After the Second World War, 34 former BBÖ locomotives remained in Czechoslovakia, so that their number increased to 199 locomotives. They were mainly used in freight train and shunting services until they were replaced primarily by the T 458.1 series diesel locomotives. Most locomotives retired from active service by 1972. The last operational machine was the 434.1181, which was retired on 16 March 1976.

434.1100 (the first locomotive manufactured by the Škoda Works) was preserved as an operational museum locomotive of the ČD and 434.1128 in the Žilina depot as a museum locomotive of the ŽSR.

==Class 270 in Albania==
Hekurudha Shqiptare, the railway operator of Albania, received four locomotives of this class in 1948 from Russia, and a possible fifth in 1952. These locomotives, 56 3408, 56 3415, 56 3457, 56 3496 and the possible 56 3445, were former Deutsche Reichsbahn locomotives seized by Russia during World War II and kept as war booty. They were the first locomotives for the new railways of the country. Locomotive 56 3408, the former 270.110 was still stored near Shkozet in 1998.

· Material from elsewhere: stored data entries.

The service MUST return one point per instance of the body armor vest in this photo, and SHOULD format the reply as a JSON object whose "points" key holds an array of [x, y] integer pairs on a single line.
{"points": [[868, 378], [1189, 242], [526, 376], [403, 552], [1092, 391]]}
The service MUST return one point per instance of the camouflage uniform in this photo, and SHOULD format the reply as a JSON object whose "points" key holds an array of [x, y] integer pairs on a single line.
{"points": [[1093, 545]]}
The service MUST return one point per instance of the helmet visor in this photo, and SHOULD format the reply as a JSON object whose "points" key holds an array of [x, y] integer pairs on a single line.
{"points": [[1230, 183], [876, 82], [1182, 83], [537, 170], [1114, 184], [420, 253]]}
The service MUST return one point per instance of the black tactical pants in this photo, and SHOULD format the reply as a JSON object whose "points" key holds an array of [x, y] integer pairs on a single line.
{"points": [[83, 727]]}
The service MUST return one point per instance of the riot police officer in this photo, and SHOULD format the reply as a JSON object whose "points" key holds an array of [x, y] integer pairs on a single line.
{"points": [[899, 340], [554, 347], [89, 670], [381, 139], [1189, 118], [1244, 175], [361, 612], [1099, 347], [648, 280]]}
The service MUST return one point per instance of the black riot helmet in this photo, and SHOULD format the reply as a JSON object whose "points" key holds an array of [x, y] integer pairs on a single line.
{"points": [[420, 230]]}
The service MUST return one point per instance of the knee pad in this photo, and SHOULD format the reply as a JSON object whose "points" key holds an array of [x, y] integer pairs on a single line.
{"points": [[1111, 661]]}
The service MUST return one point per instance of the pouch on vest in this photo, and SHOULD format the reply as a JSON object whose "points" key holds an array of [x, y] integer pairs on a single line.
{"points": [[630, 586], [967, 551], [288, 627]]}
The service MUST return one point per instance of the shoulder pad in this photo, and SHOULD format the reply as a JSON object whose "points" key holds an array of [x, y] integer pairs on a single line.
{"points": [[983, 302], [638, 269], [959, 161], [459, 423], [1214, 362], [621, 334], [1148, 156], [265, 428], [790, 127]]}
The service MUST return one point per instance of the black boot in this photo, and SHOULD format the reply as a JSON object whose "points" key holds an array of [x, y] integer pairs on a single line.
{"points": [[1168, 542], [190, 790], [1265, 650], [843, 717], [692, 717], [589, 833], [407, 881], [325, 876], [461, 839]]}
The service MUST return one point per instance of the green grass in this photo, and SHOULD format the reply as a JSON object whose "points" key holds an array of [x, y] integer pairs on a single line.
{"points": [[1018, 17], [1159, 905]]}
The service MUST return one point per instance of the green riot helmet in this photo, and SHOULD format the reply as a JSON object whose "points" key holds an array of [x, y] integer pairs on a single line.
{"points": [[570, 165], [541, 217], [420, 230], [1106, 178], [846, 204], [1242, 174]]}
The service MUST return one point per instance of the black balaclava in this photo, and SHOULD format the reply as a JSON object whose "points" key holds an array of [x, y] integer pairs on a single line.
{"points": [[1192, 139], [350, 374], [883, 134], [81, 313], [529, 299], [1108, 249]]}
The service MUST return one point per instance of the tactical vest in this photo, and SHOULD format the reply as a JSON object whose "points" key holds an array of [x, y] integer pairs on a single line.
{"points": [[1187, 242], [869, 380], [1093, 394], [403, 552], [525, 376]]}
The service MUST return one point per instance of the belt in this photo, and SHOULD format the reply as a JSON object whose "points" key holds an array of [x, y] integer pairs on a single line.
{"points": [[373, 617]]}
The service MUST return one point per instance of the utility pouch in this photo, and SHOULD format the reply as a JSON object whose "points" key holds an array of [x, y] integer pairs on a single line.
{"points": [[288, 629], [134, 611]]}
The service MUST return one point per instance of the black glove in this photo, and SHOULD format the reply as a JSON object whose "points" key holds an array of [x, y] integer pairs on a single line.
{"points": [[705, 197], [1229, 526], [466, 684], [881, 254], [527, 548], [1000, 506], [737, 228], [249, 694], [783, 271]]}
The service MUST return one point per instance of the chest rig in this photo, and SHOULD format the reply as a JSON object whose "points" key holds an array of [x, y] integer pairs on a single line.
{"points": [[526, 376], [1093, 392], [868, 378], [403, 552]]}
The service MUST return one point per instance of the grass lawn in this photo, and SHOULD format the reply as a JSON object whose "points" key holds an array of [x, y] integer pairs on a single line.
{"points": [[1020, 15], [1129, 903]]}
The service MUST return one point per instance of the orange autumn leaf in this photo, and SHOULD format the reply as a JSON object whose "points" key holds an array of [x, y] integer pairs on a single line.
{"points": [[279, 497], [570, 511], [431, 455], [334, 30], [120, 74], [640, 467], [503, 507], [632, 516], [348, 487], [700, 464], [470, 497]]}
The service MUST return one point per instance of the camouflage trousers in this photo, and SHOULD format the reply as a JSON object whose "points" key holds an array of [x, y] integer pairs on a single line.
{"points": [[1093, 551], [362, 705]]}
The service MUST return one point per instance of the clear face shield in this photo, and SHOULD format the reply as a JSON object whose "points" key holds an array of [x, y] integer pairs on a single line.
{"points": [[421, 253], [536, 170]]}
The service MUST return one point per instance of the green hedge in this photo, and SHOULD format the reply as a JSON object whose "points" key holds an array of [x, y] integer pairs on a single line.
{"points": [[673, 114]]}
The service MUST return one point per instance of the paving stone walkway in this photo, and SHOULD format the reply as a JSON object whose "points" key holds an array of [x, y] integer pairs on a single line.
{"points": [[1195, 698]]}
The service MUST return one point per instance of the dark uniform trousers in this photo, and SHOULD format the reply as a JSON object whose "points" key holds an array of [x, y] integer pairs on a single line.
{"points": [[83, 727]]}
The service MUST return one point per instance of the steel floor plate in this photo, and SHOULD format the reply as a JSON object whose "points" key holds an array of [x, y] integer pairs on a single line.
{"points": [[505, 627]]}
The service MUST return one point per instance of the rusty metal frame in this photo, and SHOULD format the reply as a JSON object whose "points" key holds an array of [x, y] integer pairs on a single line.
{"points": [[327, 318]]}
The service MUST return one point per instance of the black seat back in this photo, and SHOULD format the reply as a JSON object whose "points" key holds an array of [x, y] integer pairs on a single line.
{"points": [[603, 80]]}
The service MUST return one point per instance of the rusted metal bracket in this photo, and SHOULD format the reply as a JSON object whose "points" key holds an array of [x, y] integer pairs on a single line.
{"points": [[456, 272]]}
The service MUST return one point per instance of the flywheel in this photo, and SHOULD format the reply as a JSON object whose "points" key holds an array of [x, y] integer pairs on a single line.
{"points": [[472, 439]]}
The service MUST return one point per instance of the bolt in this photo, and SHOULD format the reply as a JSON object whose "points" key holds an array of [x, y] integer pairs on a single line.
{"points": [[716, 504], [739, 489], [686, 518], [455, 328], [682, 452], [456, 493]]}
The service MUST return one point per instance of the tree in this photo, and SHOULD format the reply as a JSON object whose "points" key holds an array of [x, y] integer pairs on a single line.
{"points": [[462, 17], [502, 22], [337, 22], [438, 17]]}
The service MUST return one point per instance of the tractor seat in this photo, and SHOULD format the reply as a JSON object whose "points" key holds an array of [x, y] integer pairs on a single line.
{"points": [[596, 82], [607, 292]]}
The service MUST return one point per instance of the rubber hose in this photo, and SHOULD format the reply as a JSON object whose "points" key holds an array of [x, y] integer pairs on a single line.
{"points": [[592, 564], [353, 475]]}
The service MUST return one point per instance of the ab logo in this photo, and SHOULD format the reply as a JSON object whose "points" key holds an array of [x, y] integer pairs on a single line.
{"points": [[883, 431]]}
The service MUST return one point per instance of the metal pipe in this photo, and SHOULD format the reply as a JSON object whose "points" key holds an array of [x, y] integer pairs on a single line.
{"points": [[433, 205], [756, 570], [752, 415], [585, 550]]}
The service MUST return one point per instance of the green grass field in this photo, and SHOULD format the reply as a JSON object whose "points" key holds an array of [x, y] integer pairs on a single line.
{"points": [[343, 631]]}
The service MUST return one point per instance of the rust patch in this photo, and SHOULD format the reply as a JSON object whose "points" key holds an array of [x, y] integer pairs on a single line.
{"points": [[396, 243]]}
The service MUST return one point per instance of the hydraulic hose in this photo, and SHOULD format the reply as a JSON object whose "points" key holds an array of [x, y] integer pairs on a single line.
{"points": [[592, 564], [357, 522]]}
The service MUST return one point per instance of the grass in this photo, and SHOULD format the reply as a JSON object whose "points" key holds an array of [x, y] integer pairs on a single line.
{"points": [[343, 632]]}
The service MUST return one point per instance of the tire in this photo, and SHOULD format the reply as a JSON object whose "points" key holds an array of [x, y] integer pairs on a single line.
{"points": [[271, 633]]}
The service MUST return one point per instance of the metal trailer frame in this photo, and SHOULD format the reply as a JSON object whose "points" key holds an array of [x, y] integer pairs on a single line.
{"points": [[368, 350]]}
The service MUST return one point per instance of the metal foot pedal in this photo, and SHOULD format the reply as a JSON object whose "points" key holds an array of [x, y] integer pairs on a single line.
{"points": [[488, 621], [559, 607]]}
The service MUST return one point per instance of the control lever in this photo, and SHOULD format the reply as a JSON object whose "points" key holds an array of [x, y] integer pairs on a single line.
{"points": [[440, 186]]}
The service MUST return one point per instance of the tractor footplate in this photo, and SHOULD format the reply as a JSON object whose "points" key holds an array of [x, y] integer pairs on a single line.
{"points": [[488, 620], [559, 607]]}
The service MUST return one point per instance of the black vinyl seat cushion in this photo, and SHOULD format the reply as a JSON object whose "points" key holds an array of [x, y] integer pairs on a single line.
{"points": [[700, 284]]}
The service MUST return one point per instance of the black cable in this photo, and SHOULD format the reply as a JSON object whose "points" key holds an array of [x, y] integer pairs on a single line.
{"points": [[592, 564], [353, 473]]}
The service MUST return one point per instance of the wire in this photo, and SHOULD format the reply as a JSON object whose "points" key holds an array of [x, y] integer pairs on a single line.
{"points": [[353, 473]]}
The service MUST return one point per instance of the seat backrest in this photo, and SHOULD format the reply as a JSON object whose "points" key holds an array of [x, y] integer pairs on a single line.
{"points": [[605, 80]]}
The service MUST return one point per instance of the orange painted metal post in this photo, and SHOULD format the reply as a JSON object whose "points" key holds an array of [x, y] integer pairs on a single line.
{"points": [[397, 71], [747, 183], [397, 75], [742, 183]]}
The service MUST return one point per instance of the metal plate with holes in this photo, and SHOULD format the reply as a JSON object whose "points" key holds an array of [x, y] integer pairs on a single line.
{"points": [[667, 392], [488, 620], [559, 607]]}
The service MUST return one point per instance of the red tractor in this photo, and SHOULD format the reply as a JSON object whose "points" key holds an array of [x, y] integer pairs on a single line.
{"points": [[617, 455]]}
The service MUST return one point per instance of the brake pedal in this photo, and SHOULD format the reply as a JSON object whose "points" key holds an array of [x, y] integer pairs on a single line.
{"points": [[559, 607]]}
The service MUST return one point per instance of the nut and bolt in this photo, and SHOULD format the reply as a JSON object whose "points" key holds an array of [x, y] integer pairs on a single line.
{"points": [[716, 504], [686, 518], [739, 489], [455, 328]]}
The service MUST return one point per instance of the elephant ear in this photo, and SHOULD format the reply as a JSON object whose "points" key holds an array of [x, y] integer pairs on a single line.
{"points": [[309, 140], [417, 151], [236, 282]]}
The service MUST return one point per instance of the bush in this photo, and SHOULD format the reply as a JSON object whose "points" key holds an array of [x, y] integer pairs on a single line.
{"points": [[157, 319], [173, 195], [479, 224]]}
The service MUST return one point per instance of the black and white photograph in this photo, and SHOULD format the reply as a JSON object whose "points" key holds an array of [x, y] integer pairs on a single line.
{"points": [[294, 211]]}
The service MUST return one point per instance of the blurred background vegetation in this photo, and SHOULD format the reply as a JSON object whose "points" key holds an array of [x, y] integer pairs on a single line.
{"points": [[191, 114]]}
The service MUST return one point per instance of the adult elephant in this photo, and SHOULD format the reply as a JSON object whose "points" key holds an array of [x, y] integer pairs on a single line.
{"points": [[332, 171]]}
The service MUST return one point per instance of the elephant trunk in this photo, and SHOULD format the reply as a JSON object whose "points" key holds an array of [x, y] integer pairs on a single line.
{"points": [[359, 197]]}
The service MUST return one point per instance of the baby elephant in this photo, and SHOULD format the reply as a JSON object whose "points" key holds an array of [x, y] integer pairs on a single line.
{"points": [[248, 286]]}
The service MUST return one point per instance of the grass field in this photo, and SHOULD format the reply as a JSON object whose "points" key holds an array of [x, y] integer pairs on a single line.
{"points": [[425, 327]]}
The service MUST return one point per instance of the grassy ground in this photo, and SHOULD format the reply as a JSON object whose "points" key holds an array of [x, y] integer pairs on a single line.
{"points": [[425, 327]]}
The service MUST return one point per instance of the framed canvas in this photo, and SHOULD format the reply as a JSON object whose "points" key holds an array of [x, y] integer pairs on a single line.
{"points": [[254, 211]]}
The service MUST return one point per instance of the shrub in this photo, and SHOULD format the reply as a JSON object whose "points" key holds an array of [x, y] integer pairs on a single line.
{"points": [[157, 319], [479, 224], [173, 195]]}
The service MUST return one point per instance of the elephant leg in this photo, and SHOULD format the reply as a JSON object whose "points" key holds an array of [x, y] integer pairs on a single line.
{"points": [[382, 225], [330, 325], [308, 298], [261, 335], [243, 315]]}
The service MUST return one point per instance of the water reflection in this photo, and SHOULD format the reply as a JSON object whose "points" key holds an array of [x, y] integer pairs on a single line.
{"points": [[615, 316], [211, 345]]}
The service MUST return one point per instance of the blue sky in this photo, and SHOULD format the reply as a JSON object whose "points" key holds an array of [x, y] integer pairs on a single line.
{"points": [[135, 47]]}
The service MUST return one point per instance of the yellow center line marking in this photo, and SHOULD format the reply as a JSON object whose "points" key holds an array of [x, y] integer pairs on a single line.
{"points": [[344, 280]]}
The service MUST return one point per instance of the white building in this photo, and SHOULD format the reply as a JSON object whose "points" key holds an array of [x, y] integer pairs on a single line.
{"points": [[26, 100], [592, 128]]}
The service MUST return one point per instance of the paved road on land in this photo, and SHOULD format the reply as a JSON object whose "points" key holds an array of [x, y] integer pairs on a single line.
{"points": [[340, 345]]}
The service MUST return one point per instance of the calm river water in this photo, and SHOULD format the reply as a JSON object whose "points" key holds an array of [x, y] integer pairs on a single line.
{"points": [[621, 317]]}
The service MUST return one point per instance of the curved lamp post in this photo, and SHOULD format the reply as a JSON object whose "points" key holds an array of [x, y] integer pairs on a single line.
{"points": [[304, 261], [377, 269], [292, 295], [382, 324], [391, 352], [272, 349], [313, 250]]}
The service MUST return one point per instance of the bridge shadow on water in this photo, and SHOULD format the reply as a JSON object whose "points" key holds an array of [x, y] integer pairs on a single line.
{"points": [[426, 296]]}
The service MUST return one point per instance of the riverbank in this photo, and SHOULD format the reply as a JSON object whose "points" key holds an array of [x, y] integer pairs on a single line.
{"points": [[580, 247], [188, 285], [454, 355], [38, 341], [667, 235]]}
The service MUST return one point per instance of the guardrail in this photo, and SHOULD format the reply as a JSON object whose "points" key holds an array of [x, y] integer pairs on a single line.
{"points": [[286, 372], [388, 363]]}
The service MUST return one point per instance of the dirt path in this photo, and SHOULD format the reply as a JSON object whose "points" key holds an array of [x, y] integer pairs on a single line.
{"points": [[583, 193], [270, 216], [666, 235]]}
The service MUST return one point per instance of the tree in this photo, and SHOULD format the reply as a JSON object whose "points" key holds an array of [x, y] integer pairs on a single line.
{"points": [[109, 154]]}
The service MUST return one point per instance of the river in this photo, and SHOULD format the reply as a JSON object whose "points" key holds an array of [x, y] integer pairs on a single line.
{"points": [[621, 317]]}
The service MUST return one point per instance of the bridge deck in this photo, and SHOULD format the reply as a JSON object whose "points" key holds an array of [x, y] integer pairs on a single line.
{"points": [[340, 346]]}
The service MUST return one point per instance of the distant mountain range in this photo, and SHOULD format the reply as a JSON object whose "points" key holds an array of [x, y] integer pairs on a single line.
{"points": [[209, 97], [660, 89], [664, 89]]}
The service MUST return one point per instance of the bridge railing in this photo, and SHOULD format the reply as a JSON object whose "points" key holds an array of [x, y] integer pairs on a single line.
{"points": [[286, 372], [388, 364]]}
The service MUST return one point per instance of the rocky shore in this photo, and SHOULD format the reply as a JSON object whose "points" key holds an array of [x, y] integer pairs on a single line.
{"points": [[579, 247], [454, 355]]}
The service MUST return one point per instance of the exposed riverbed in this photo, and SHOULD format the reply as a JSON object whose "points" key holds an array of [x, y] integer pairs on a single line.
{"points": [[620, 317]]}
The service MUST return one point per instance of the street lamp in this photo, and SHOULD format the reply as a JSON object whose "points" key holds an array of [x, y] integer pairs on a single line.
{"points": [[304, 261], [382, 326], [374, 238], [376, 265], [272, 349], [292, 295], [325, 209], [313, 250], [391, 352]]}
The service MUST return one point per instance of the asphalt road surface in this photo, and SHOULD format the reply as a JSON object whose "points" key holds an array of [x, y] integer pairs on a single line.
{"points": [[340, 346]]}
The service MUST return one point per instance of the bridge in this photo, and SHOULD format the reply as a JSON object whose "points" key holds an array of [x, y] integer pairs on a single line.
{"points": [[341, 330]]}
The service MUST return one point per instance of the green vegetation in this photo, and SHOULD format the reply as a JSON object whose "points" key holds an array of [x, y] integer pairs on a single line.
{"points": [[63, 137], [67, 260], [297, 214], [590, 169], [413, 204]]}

==Class 270 in other successor states of Austria-Hungary==
Lokomotivfabrik Floridsdorf delivered a total of 253 copies of the 270 class to Poland, where the Polish State Railways (PKP) classified them as class Tr12. They were also delivered to Czechoslovakia, to Yugoslavia (JDŽ 25), to Italy (FS 728) and to Romania (CFR 140.2). PKP procured further machines, which were delivered to Poland in the form of semi-finished parts from the Wiener Neustädter Lokomotivfabrik. When Czechoslovakia ceded parts of the country to Hungary, machines of the 434.1 series came to Hungarian State Railways (MÁV) as 403.6. Romania also ordered other machines of this series from Škoda Works in Plzeň in Czechoslovakia and from Schneider et Cie. in Le Creusot (France). In addition, the machine factory of the Hungarian State Railways built eight copies for the Danube-Save-Adria Railway, the successor to the Austrian Southern Railway Company (Südbahngesellschaft), which it called the 140 series. These machines came to MÁV in 1934 as the 403.5 series.